Monday, February 15, 2016


2/3 Cognac (1 1/2 oz Camus VS)
1 dash Dry Vermouth (1 oz Noilly Prat)
2 dash Crème de Noyaux (1/4 oz Tempus Fugit)
1 dash Maraquin (1/4 oz Luxardo Maraschino)

Stir with ice and strain into a cocktail glass.

Two Tuesdays ago, I was browsing Pioneers of Mixing in Elite Bars: 1903-1933 when I spotted the Parisian, a brandy drink that reminded me of a Brooklyn in structure. Instead of Amer Picon, the Parisian utilized the nutty crème de noyaux.
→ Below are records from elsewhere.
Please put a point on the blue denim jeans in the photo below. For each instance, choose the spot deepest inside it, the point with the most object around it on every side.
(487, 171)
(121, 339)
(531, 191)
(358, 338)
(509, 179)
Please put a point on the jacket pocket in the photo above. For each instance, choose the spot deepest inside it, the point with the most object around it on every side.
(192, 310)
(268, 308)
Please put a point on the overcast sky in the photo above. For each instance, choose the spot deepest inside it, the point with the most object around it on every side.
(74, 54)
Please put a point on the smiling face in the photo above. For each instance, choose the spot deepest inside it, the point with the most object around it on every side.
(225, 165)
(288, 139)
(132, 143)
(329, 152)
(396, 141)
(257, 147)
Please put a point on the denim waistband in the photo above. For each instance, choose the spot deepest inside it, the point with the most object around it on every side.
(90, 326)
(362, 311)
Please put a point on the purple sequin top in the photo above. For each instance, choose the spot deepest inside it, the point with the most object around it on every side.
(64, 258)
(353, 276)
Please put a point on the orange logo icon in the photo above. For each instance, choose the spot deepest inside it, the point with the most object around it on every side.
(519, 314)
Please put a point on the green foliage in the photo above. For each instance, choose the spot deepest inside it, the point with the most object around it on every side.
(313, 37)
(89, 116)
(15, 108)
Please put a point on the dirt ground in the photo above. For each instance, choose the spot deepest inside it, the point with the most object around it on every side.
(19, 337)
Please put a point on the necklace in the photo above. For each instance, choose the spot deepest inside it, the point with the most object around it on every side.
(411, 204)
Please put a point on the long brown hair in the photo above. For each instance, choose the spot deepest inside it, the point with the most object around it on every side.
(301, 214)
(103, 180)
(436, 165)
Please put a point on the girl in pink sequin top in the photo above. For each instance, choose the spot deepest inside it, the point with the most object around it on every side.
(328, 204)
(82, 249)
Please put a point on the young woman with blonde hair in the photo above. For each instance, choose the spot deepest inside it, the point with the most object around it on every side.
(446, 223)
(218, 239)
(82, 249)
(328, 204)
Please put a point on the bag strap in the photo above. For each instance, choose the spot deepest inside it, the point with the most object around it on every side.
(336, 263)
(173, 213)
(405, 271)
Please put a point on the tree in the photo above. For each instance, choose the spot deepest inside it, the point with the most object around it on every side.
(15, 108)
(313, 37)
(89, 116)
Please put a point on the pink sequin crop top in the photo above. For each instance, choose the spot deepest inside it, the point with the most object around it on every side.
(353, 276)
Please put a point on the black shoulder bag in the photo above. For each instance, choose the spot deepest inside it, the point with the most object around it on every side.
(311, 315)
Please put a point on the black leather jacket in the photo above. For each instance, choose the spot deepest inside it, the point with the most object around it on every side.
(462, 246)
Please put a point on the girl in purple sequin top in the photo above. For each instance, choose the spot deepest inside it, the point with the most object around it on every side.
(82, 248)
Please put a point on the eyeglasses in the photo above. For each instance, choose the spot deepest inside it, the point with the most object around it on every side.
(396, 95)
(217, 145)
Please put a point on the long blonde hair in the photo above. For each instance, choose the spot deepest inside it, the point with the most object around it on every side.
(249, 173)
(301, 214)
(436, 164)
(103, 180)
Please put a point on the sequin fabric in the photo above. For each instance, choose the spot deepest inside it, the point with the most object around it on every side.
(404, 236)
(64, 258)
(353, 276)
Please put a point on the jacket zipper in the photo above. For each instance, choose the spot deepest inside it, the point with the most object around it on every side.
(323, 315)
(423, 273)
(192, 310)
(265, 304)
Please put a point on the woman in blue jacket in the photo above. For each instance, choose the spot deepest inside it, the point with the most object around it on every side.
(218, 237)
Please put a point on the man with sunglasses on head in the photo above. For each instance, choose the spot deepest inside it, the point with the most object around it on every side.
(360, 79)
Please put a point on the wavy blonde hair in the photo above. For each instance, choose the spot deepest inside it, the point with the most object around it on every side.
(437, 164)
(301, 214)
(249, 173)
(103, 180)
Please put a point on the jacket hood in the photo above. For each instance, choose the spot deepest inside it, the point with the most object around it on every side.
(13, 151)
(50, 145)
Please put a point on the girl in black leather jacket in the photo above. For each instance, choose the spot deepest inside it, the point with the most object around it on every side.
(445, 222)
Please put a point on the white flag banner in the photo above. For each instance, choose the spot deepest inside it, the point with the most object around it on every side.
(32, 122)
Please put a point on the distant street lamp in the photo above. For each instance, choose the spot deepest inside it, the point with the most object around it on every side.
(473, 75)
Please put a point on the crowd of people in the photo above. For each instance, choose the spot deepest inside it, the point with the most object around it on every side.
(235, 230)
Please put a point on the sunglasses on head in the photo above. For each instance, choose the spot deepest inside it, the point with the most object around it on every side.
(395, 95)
That ingredient is something that is very French to me for it is featured heavily in the French cocktail book Bariana -- a drink book that sent me on a journey to find artisanal noyaux after buying the book and attending a talk at Tales of the Cocktail in 2010 on the past and present Paris cocktail scene. Five years later, I was finally able to purchase Tempus Fugit's rather authentic version.
The Parisian began with a brandy aroma with nutty undertones. Next, the sip was rather light with some barrel age, white wine, and cherry notes in the mix, and the swallow offered the Cognac with a nutty-fruity combination of noyaux and Maraschino.